Even with impressive first-time quarterly earnings as a public company, Noodles & Company's stock has taken a dip. The fast casual chain has its work cut out for itself.
FORTUNE — Expectations are so high for Noodles & Company NDLS that when the company reported earnings for the first time as a public company Thursday, the stock has dropped despite an 18.2% increase in revenues and earnings per share of $0.13, a penny higher than analyst estimates. The Colorado-based restaurant has now had 29 out of 30 consecutive quarters of positive same-store sales, a closely watched industry metric.
Noodles has the numbers to justify high hopes, but a good deal of interest in the company stems from consumers’ healthy appetite for the fast casual sector, a segment of the market that falls between fast food (i.e. McDonald’s mcd and Wendy’s) and casual dining (i.e. Red Lobster and Applebee’s). Companies in the space like Noodles and Panera pnra have responded to diners’ demands around customization of their meals, healthier options, a less-than-$10 price point, and control of their time.
“Fast casual is hitting on so many of those trends right now,” says Jefferies analyst Andy Barish. That’s helped fast casual grow while the rest of the industry has matured and even shrunk, he adds.
Investors want a piece of the action since there’s not much growth in consumer businesses overall, says Wedbush analyst Nick Seytan, and because Noodles is the first IPO in the fast casual space since Chipotle went public in 2006 cmg . When Noodles went public on June 28 — the first restaurant IPO of the year — the stock doubled in its inaugural day of trading. Analysts say that level of interest suggests investors are wondering whether Noodles can be the next Chipotle, which has historically been a Wall Street darling.
CEO Kevin Reddy, who joined Noodles in 2005 from Chipotle, says that while he understands comparisons to the Mexican food chain from an investor’s standpoint, the two are very different from a consumer’s perspective.
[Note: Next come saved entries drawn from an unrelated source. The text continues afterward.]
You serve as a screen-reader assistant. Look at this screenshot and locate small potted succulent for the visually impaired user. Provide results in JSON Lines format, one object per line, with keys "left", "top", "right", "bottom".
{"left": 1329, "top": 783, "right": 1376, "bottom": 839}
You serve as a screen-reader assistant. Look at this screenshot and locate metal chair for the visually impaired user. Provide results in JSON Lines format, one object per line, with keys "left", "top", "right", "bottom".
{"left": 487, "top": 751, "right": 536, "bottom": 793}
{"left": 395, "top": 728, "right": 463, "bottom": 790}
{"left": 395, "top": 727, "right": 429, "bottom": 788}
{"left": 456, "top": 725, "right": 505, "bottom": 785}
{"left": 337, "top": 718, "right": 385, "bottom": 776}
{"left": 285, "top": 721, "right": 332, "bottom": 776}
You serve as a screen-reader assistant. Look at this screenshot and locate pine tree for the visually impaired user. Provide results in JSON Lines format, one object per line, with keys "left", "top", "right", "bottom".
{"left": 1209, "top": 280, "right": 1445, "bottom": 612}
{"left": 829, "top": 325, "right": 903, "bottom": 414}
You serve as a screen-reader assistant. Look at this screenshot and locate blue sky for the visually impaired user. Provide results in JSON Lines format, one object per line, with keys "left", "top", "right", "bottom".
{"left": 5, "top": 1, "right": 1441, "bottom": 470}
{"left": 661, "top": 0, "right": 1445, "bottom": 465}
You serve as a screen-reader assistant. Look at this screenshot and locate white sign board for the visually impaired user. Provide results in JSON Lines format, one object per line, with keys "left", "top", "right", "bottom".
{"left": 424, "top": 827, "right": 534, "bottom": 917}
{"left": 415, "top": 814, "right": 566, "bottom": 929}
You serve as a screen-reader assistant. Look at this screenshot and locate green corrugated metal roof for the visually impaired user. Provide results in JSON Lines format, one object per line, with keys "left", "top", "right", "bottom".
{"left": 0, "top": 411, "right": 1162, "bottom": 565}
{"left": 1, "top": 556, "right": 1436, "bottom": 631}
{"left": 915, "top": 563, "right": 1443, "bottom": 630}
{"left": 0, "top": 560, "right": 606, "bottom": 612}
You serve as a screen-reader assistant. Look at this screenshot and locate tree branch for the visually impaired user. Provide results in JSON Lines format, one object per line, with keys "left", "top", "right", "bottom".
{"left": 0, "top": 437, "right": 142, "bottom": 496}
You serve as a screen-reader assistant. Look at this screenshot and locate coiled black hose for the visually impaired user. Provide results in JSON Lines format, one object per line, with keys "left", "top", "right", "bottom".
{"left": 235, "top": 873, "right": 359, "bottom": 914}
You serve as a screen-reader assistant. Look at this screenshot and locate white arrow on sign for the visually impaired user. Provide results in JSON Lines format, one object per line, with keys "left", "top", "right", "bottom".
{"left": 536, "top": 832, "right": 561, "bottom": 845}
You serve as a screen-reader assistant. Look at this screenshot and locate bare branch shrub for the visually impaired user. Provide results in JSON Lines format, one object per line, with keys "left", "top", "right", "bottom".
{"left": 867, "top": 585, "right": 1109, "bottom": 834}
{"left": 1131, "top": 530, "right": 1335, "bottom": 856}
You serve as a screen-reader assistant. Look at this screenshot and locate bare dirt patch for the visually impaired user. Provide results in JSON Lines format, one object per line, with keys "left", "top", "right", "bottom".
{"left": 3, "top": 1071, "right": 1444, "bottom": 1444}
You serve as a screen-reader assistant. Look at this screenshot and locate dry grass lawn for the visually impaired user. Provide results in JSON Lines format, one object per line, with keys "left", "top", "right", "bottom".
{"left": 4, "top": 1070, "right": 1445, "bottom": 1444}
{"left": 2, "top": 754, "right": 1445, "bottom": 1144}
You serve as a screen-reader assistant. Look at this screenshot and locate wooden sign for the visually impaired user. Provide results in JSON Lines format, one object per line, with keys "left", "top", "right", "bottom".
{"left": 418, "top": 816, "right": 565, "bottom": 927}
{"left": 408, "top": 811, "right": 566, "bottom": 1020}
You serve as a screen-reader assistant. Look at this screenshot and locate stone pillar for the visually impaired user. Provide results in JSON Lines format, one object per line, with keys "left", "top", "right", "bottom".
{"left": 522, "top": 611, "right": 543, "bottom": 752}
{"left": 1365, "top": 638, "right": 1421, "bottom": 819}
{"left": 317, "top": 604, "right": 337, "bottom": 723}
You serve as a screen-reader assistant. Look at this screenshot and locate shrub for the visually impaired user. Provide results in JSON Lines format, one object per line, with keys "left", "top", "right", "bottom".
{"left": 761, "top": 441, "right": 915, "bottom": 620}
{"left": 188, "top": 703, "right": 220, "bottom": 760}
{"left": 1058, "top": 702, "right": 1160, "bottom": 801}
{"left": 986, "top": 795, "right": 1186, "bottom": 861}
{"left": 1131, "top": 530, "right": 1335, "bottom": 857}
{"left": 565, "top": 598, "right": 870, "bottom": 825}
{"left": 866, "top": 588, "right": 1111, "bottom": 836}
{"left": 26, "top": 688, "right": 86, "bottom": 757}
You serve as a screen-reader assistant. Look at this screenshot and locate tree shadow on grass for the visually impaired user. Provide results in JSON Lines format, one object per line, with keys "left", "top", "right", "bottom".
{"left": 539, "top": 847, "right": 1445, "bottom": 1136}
Most fast casual sectors have four or five direct competitors — including Chipotle in the Mexican category — but Noodles thinks of itself as a “category of one.” “We feel we can bridge consumer needs from all those different sectors,” Reddy says.
The company positions itself as “Your World Kitchen,” offering noodle dishes from multiple types of cuisine — Pad Thai, Spaghetti and Meatballs, Mac & Cheese. Nicole Miller Regan of Piper Jaffray says that helps erase the customers’ veto vote when deciding what to eat because having a noodle as a staple means anything can go on it. “They don’t alienate anyone because of the cuisine,” she says.
Reddy and his team have broadened Noodle’s menu in recent years to include soups, salads, and sandwiches. The company is split between lunch and dinner with no immediate plans for breakfast. To-go orders account for about 35% of the business.
Noodles also doesn’t have what Reddy calls the evil, less healthy fast-food version of itself (think fast-food hamburger shops vs. better burger concepts), which is a benefit in terms of competition but challenging in trying to communicate its model. There is no easy immediate comparison.
Noodles has about 350 restaurants but has plans to open 2,500 in the U.S., which, according to Mary Chapman of industry research firm Technomic, would put it at around the same reach as Jack in the Box. Reddy says having that kind of growth potential left in the U.S. alone is very rare.
As the popularity of the fast casual space has grown, Noodles faces competition from all sides. Casual dining restaurants have tried to offer lower price points and limited time offers, while fast-food chains have turned to healthier menu items and broader offerings at higher prices.
Reddy thinks he can compete with both segments. Noodles isn’t much more expensive than several fast-food options and is reasonably quick, he says. It also is similar to casual dining in that it delivers meals to customers at a table on china with silverware, but with the value of fast casual. (The company has a no tipping policy.)
With its roots in Colorado, Noodles’ locations are primarily focused in the center of the country. It still doesn’t have a presence in 24 states. As it builds out, Reddy and his team will have to compete on the more saturated coasts. If the company can do that, Noodles may very well leave a good taste in investors’ mouths.